Exhibit 6.  The Record of Hurricane Activity 2003-2014

Source:  CSU, PPHB

Crude Oil: $58; Next Stop $40 Or $100? (Top)

As we write this article, the price of West Texas Intermediate (WTI) has fallen below $60 a barrel; a level few people anticipated would be reached in the current oil price correction.  The speed with which oil prices have fallen in recent weeks has shocked virtually everyone from oil company CEOs to stock market strategists; from commodity traders to the average Joe at the gas pump.  The speed of the price collapse caused the dean of Wall Street investment analysts, Laszlo Birinyi, to term it a “black swan,” picking up on Nassim Taleb’s famous book about unforeseen financial events, or how these unanticipated events alter not only financial markets but the world in general.  But as CNBC’s Joe Kernen, one of the hosts of the channel’s morning show Squawk Box questioned, how can it be a black swan when there actually were people who forecast the price collapse? 

There is an expression on Wall Street that you don’t want to try to “catch a falling knife.”  The implication is that the outcome will be bloody.  In answering the question of whether people should be truly surprised by the collapse in oil prices, or that they just ignored the warning signs of crude’s demise, we are left with trying to understand their investment thinking.  Were investors merely content to ride the wave of a rising stock market, seemingly entrenched in a never-ending bull market that carried everything higher due to expectations for stellar corporate earnings growth driven by an improving global economy, especially in the U.S.?  Or were investors just hoping to exit energy stocks at the first signs of oil price weakness?  The problem with the latter scenario is that energy experts couldn’t explain why oil prices were so high for so long given weak global demand, so why would they expect a sharp decline?
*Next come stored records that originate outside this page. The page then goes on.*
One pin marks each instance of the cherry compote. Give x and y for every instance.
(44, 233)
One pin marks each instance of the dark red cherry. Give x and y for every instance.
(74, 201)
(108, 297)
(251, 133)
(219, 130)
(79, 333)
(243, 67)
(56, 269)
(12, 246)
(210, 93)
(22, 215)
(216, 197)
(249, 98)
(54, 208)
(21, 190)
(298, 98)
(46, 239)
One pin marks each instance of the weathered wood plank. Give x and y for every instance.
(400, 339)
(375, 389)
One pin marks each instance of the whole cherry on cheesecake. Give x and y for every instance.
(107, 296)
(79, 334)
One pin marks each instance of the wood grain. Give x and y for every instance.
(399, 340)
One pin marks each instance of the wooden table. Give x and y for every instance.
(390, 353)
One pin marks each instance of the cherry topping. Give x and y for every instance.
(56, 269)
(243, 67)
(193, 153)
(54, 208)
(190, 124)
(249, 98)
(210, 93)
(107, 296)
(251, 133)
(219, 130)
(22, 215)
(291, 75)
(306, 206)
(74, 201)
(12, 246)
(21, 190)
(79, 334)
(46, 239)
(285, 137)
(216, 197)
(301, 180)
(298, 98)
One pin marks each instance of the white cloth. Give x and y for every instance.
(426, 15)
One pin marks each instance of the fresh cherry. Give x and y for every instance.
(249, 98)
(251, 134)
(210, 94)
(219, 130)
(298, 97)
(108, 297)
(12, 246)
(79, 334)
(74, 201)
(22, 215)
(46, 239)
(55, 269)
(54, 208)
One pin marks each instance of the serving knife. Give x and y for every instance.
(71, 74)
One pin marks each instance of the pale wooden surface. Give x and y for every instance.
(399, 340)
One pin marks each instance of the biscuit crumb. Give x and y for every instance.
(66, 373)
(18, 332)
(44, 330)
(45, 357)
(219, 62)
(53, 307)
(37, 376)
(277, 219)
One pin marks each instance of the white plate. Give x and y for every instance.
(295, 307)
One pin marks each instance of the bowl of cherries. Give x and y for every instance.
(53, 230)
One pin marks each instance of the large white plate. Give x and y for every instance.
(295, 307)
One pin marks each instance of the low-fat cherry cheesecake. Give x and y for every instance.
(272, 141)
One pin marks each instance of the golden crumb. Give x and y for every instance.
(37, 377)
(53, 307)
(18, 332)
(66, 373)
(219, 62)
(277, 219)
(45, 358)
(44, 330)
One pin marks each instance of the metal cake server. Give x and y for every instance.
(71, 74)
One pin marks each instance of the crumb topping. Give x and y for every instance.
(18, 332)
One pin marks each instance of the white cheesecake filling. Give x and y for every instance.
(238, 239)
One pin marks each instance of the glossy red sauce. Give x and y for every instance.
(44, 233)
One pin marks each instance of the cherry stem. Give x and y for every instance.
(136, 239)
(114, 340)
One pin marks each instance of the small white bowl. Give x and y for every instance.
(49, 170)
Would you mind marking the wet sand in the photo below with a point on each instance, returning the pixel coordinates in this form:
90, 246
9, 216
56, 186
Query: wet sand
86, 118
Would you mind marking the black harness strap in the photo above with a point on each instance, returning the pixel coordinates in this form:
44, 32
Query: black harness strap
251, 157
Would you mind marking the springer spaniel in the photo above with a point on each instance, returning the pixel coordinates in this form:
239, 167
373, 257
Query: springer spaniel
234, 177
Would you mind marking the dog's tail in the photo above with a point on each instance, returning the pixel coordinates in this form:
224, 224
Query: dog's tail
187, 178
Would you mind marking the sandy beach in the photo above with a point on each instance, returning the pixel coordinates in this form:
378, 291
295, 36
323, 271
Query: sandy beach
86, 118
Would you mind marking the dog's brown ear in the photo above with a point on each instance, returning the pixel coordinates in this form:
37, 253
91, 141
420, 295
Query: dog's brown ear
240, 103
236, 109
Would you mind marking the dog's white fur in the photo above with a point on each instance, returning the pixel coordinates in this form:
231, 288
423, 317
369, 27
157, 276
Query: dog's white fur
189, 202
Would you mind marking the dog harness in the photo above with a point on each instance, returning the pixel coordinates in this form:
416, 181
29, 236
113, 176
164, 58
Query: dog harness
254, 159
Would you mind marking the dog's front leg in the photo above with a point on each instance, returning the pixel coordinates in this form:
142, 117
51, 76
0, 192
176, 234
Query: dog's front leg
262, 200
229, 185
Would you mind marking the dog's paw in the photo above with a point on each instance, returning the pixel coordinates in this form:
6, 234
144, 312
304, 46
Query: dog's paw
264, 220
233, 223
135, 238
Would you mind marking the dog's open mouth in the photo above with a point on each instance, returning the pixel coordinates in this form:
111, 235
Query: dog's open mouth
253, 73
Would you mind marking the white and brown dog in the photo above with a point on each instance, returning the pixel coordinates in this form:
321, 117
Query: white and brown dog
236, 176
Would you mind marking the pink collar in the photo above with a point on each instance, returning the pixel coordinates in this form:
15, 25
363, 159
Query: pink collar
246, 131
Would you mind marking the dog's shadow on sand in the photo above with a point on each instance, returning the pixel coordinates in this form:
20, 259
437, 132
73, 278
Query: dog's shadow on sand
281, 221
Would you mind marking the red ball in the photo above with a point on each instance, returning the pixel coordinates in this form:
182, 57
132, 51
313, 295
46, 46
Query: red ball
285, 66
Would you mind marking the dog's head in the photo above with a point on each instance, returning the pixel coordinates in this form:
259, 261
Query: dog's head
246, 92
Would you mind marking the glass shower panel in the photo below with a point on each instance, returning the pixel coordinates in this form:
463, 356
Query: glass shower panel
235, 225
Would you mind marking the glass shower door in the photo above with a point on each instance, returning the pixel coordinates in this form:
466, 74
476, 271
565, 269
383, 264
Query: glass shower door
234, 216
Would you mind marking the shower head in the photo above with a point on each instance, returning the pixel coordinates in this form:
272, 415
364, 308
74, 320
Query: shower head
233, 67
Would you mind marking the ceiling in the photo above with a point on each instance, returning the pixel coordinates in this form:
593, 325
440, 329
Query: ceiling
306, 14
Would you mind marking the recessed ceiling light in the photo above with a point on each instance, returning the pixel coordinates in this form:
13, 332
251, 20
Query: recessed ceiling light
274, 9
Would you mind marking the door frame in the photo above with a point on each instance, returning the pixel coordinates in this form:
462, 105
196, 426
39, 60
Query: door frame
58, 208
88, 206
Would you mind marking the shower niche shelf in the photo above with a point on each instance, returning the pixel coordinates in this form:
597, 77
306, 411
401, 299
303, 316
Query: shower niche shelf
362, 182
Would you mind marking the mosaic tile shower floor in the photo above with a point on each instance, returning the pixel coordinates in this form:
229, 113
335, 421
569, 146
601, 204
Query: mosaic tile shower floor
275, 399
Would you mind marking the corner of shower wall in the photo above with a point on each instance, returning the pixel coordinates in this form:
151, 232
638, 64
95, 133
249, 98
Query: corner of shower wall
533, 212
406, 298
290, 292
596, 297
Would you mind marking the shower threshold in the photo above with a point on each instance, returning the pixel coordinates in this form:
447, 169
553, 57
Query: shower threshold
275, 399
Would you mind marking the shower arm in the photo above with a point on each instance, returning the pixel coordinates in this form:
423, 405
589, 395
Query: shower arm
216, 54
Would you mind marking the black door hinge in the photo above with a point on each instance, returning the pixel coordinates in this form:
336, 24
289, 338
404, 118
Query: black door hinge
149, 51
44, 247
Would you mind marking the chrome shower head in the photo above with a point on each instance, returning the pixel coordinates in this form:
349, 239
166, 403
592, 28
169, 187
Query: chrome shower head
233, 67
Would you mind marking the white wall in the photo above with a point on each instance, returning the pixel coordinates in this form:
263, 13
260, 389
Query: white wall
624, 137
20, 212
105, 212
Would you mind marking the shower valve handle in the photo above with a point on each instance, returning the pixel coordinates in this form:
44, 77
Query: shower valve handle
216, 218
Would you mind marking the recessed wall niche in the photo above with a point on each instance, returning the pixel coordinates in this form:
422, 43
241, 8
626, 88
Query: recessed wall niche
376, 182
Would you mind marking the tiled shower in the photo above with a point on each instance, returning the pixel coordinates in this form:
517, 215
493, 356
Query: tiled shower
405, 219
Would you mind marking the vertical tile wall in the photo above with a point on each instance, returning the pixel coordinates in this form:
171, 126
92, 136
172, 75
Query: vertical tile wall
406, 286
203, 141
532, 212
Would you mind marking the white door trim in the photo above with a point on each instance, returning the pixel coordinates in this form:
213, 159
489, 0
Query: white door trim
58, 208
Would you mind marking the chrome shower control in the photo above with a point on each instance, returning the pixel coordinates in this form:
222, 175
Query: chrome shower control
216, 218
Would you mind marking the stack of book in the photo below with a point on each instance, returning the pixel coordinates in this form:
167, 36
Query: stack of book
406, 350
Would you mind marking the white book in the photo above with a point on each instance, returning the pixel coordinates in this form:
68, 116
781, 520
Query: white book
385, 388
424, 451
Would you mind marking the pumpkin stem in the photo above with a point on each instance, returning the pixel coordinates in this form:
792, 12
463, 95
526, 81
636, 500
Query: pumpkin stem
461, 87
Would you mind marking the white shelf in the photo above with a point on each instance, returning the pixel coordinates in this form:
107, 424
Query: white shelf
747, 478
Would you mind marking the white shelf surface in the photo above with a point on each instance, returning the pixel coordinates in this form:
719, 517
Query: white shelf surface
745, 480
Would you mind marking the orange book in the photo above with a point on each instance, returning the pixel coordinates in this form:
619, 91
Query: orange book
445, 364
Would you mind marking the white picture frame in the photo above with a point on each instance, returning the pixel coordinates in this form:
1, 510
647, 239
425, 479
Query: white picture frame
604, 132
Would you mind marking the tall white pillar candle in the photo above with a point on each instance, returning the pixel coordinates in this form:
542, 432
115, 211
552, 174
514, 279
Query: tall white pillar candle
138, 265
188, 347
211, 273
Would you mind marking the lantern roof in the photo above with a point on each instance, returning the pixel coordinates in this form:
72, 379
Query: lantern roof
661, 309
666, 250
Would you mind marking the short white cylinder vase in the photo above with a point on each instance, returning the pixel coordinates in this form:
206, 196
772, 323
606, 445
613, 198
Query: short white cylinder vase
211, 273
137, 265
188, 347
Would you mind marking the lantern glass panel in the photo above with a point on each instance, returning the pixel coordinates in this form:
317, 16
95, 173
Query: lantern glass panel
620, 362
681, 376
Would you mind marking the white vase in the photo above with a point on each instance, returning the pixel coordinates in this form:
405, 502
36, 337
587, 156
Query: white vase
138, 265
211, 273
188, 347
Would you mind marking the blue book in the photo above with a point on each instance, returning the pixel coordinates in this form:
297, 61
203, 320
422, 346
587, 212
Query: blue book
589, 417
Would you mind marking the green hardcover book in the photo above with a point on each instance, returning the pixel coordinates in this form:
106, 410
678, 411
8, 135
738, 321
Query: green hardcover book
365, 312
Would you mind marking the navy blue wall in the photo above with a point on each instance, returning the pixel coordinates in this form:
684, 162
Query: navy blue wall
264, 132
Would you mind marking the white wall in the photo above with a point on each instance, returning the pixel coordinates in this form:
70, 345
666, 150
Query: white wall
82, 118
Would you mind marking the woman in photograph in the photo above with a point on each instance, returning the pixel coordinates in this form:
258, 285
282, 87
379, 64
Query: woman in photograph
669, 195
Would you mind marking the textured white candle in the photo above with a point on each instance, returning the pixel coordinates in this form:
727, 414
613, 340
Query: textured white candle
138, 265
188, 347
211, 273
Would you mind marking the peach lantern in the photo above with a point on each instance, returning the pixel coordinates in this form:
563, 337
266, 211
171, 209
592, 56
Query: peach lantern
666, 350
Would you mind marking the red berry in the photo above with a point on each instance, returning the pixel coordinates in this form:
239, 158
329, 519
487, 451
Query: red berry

Those who questioned the level of global oil prices for most of this year were often told that markets are always focused on the future so don’t be concerned about current trends.  The world is expanding; there are and will be more people in the world; people’s living standards are increasing around the world; existing production is declining rapidly; therefore, energy demand has to grow faster in the future than it has in the recent past.  These were the arguments supporting the sustainability of high oil prices. 

Don’t forget that the American shale revolution ushered in the realization that the world was scratching the bottom of the proverbial barrel.  Shale formations are the source rock for oil and gas reserves.  The challenges in tapping these hydrocarbon resources are significant: they require mastering the techniques of drilling wells horizontally and then using massive amounts of pressure to break open the shale rock with a mixture of water, sand and chemicals, which allows the hydrocarbon molecules trapped in the shale to be released.  The costs of these efforts are high, meaning oil and gas producers need lots of money.  Because shale exploitation is so expensive, tapping shale formations requires that oil prices be high and remain so for the foreseeable future if the producers and their investors are going to be rewarded for their work. 

In recognition of the oil demand outlook and the cost to develop this new and expensive supply source, oil prices rose to the century mark in the early 2000’s, and have maintained that level other than during the financial crisis of 2008-2009.  This level seemed not to dampen the oil demand growth of the western world, or in those countries where it did, the drop-off was explained away as an anomaly.  The member countries of the Organization of Petroleum Exporting Countries (OPEC) were happy to endorse $100 a barrel as the “new normal” for oil prices – a level supposedly sufficient to allow economies to grow while producing the incremental oil supplies to meet this demand.  Why not, they were getting lots of money that allowed them to buy social peace.  Everyone was happy! 

For the first half of 2014, oil prices remained at the $100 a barrel mark.  Unrest in the Middle East and North Africa had taken meaningful oil volumes off the market further contributing to the impression that global oil supply/demand was precariously balanced.  Any further decrease in supply due to geopolitical events would surely send oil prices higher.  Likewise, the acceleration of global growth, regardless of whether it came from the United States, Europe or Asia would send oil prices higher. 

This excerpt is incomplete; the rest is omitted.